Hitting the Sweet Spot: How to Track Fish Near Dams and Other Obstructions

Over the last several decades, fisheries managers, researchers and even the general public have become more aware and concerned about fish passage – the ability of fish to migrate past dams and other man-made obstructions.

As a result, fish tracking studies have become more common in evaluating the effects these structures have on migrating fish. These studies generally aim to evaluate:

• Fine scale movement to determine which routes fish are choosing to get around dams or to determine the best location to build a new fishway.
• How well existing fishways are working to safely guide fish around these facilities.
• How reservoirs upstream of dams are affecting fish migration.
• How fish that pass through hydropower turbines (entrainment) or over high spillways are affected by such a traumatic journey.

Various Tracking Technologies

Several different technologies are utilized to conduct these studies, including radio telemetry, passive integrated transponders (PIT) and various types of acoustic telemetry. All have their own features that that make them useful tools for fish tracking, but their shortcomings collecting fine-scale data to track fish in 2D and 3D make them a poor choice for accurately evaluating fish passage around hydropower dams and other structures.

Radio telemetry methods use tags implanted in fish that send radio signals through the water and into the air. These signal are then picked up by antennas located on shore. This allows for broad scale detection of fish from air or shore, but accurate fine-scale evaluations are difficult if not impossible. In addition, radio signals have a hard time traveling through deep water, which is commonly found just upstream of dams.

PIT tags utilize RFID technology, which is similar to the windshield transponders used for electronic toll collection.  Fish outfitted with PIT tags can only be detected when they swim through an antenna, much like a car driving through a toll station on the highway. However, this type of fish tracking has limited application outside of detecting tagged fish at pinch points, such as fishway entrances or exits. Thus it provides little information about fish behavior, such as responses to attraction flows (specific flows set up near fishways to attract fish into them).

JSATS acoustic telemetry is similar to Innovasea’s 307 kHz acoustic telemetry system, but operates at a higher frequency (416.7 kHz). This high frequency can be problematic in noisy environments and create a high number of false positive detections, making these type of tags less than ideal at many hydropower facilities.

Other acoustic telemetry technologies utilize much lower frequencies, such as Innovasea’s 69 kHz tags, which were originally designed for broad scale fish tracking studies primarily in the ocean and in large lakes. Like the JSATS system, this lower frequency also has difficulty tracking fish in noisy environments.

The New Sweet Spot

Because of this, Innovasea developed a new technology that hits the sweet spot for tracking fish in noisy environments: the 307 kHz frequency.

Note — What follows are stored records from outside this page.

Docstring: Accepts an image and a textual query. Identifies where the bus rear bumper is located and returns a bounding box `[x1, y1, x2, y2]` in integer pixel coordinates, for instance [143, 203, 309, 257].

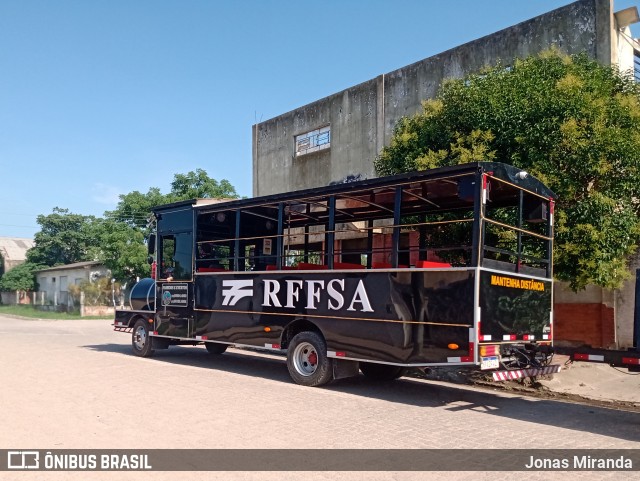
[493, 364, 562, 381]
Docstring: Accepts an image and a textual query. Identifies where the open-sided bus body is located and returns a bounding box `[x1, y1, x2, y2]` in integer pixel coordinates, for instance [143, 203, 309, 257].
[114, 163, 554, 385]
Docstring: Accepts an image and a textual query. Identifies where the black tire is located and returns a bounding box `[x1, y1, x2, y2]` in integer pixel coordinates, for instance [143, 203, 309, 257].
[204, 342, 229, 355]
[360, 362, 405, 382]
[131, 319, 153, 357]
[287, 331, 334, 387]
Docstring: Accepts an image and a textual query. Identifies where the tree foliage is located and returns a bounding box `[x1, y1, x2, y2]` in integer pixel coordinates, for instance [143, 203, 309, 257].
[375, 50, 640, 290]
[27, 169, 238, 282]
[27, 207, 97, 266]
[0, 262, 43, 291]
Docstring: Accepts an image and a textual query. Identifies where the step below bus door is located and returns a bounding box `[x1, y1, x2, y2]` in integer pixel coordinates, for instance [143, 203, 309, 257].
[156, 282, 193, 338]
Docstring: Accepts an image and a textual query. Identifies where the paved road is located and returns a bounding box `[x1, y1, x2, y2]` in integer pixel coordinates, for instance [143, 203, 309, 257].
[0, 317, 640, 480]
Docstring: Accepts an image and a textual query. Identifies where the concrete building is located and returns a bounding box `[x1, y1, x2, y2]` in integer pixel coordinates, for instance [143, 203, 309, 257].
[36, 261, 111, 306]
[253, 0, 640, 347]
[253, 0, 640, 196]
[0, 237, 33, 276]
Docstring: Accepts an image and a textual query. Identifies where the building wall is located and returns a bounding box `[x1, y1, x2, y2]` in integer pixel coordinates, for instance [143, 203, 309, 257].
[253, 0, 618, 196]
[36, 265, 109, 305]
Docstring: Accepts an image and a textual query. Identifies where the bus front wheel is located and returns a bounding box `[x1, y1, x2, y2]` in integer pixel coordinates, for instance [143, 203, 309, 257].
[287, 331, 334, 386]
[131, 319, 153, 357]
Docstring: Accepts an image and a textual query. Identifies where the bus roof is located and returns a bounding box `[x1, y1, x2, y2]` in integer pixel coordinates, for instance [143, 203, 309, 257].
[152, 162, 557, 212]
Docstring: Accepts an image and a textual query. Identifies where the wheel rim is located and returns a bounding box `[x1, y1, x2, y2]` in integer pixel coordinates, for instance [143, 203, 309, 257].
[293, 342, 318, 376]
[133, 326, 147, 351]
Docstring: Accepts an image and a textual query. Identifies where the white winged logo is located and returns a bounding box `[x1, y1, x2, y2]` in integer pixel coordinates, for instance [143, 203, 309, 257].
[222, 279, 253, 306]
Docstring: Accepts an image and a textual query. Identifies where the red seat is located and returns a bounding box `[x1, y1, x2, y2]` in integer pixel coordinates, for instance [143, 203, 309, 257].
[371, 262, 392, 269]
[333, 262, 365, 269]
[371, 262, 409, 269]
[267, 264, 295, 271]
[298, 262, 329, 271]
[416, 261, 453, 269]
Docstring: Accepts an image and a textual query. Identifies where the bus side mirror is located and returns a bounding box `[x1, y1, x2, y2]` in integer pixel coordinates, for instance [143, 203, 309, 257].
[523, 198, 549, 224]
[147, 234, 156, 256]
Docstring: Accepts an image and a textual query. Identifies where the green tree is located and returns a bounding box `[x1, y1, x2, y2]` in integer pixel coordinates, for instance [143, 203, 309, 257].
[99, 169, 238, 281]
[169, 169, 238, 202]
[105, 169, 238, 232]
[0, 262, 43, 291]
[94, 219, 151, 282]
[27, 207, 97, 266]
[375, 50, 640, 290]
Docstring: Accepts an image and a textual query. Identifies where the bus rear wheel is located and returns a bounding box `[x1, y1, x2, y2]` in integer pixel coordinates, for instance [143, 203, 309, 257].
[287, 331, 334, 387]
[204, 342, 229, 355]
[131, 319, 153, 357]
[360, 362, 405, 381]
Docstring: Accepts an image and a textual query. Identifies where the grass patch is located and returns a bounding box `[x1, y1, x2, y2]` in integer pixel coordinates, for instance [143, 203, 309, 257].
[0, 305, 106, 320]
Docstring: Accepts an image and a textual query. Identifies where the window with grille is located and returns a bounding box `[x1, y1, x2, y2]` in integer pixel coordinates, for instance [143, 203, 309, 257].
[295, 125, 331, 157]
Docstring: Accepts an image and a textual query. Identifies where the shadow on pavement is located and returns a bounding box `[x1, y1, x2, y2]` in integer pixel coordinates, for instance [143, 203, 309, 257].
[83, 344, 640, 446]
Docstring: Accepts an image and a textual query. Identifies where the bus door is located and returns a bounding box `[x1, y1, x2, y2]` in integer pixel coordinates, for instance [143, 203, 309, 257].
[156, 227, 194, 338]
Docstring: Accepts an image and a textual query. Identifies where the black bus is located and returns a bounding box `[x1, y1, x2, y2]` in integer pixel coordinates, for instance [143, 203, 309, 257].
[114, 162, 559, 386]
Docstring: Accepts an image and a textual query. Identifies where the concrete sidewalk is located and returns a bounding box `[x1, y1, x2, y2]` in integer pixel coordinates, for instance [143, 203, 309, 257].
[540, 355, 640, 406]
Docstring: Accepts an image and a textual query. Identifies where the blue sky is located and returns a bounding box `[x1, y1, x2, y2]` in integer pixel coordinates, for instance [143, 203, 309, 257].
[0, 0, 640, 237]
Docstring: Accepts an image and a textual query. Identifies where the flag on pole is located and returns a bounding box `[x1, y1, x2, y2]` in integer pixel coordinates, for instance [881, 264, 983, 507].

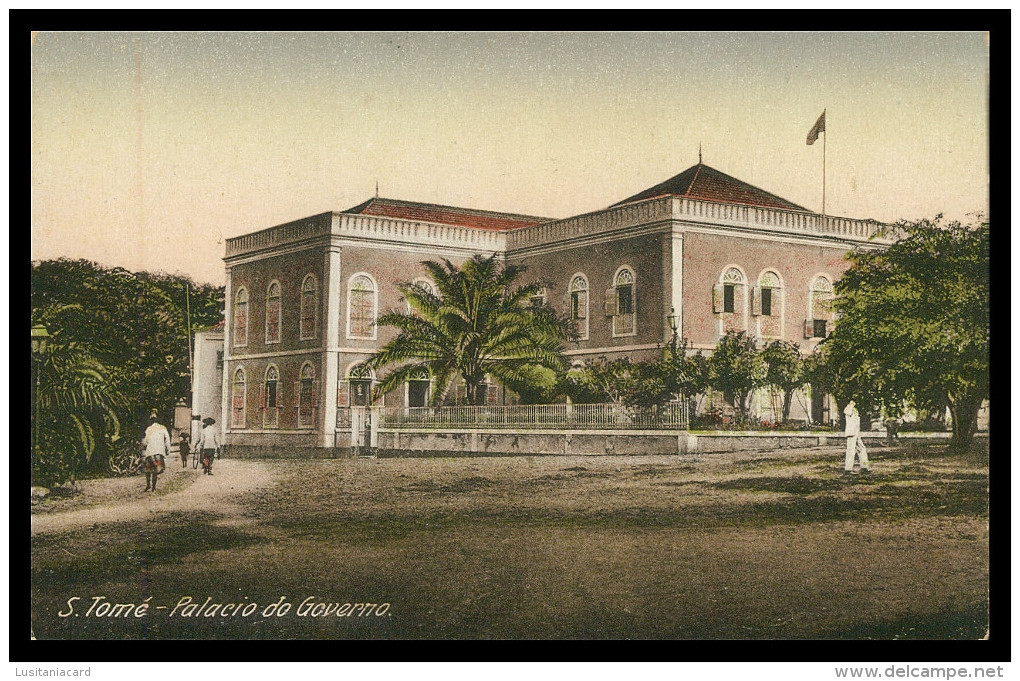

A V3 tag next to a common pill.

Studies have shown that higher acoustic frequencies, such as the operating frequency of JSATS tags, are negatively impacted by greater attenuation. In other words, higher rates of attenuation (the absorption of sound in water in this case) occur at higher sound frequencies, leading to lower detection rates and ranges compared to lower acoustic frequencies.

Meanwhile lower acoustic frequencies are negatively impacted by the noise generated by hydroelectric dams.

But the 307 kHz frequency used by Innovasea’s V3 tags allows signals from tagged fish in these noisy environments to be detected accurately and reliably. The better performance enables researchers to collect both broad scale and ultra-fine-scale (sub meter accuracy of 2D and 3D positions of fish) information to evaluate how fish are attempting to migrate around dams. As an added bonus, the tags themselves are tiny and have minimal impact on the fish.

This versatility enables researchers to use the 307 kHz frequency for all the different types of fish passage studies mentioned above, avoiding the need for multiple technologies and multiple studies. And being able to use a single technology to answer all (or most) of their questions helps them save money and derive data and insights in a timely manner to protect our valuable fisheries faster and more efficiently.